A firm quota for the export of long-tailed macaque monkeys bred in Cambodia’s four primate farms will soon be established by the Ministry of Agriculture, an environmental official said Wednesday.
Trade or sale of the endangered monkeys is permitted under the Convention for the International Trade of Endangered Species’ regulations, although the trade must be highly regulated.
“The quota will be set for the four companies the ministry has issued licenses to,” said CITES Secretariat official Suon Phalla, who stressed that the primarily Chinese and Vietnamese companies involved must not purchase wild macaques from protected areas for breeding.
According to the NGO WildAid, the four farms are located in Takeo, Kompong Chhnang, Kompong Thom and Kandal provinces.

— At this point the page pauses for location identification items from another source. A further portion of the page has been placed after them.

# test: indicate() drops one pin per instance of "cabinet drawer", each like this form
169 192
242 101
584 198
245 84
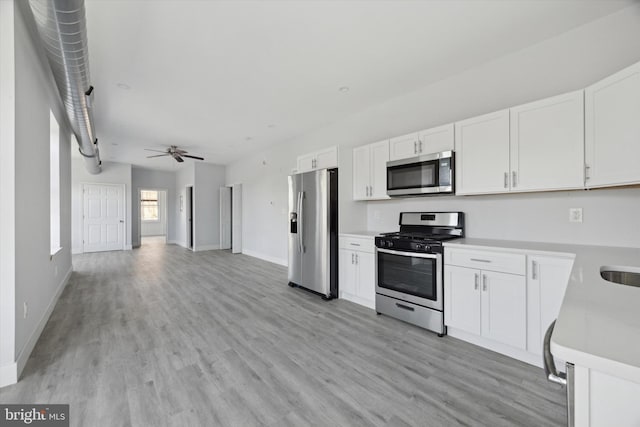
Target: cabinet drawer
361 244
494 261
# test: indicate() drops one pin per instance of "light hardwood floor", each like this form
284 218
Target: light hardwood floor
163 336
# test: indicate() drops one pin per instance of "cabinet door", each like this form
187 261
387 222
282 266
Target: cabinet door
402 147
361 172
327 158
305 162
436 140
612 129
482 154
379 159
348 273
547 144
462 298
504 308
547 280
366 278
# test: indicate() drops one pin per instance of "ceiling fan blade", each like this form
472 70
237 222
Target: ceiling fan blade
193 157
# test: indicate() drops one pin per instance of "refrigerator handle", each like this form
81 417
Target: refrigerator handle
300 221
549 365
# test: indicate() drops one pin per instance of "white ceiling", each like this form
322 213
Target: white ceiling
224 78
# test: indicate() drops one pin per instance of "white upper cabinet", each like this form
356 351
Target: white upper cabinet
547 144
370 171
482 154
612 129
436 140
402 147
321 159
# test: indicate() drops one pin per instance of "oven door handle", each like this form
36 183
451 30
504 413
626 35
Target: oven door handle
408 254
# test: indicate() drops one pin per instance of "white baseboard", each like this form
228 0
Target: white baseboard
200 248
264 257
33 339
507 350
8 374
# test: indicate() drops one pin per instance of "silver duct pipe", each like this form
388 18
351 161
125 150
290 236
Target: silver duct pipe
63 29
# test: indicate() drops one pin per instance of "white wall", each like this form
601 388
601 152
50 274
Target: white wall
142 178
35 277
570 61
112 173
207 182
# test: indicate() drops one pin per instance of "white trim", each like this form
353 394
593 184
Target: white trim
201 248
124 212
507 350
269 258
8 374
35 335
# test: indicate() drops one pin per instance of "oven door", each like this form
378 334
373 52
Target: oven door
409 276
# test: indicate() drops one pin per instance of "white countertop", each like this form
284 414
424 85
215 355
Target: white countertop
599 322
368 234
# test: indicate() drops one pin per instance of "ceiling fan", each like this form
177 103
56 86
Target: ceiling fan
174 152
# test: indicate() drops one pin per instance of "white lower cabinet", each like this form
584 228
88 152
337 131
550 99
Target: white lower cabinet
504 300
357 270
487 303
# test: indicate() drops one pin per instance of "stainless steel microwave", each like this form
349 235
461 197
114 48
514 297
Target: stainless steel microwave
422 175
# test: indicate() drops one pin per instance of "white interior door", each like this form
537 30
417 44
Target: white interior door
236 222
103 217
225 217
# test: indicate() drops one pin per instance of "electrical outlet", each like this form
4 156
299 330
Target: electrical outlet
575 214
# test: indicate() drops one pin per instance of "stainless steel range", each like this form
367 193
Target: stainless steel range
409 276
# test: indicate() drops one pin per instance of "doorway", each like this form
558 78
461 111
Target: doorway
153 218
104 226
231 218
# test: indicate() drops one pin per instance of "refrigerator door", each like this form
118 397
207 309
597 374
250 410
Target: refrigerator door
295 252
315 232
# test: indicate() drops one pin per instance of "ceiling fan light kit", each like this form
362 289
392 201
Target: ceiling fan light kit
174 152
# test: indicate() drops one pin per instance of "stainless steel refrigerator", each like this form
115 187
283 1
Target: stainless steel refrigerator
313 231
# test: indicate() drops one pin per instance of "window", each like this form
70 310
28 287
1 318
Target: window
54 182
149 205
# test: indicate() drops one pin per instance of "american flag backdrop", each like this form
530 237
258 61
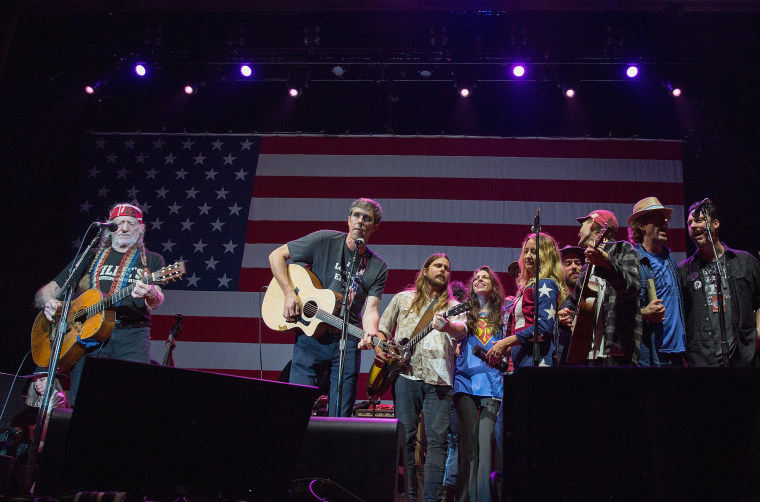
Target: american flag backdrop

Some officials have voiced concern that trade in the monkeys—shipped overseas to medical research centers that use them for experimentation because of their genetic likeness to humans—is not monitored as closely as ministry officials have claimed.
Sub Ra, director general of technical affairs for the Commerce Ministry, voiced his doubts that the majority of Cambodia’s farm-reared monkeys are bred for export to medical research facilities.
“The catch from the forest is also a way to export to the international animal market,” he said.
Neou Bonher, permanent deputy head of the Tonle Sap Biosphere Reserve secretariat at the Ministry of Environment, said no one knows for sure what percentage of macaques on the farms are from the wild.
“We are concerned because the more [macaque] farming there is the more local people will go to the protected wild and illegally catch and poach monkeys,” he said.
“We would like to have a clearer picture of what is going on, how they catch the monkeys and where they sell them,” Neou Bonher said. “It’s unclear how much the businesses are being monitored.”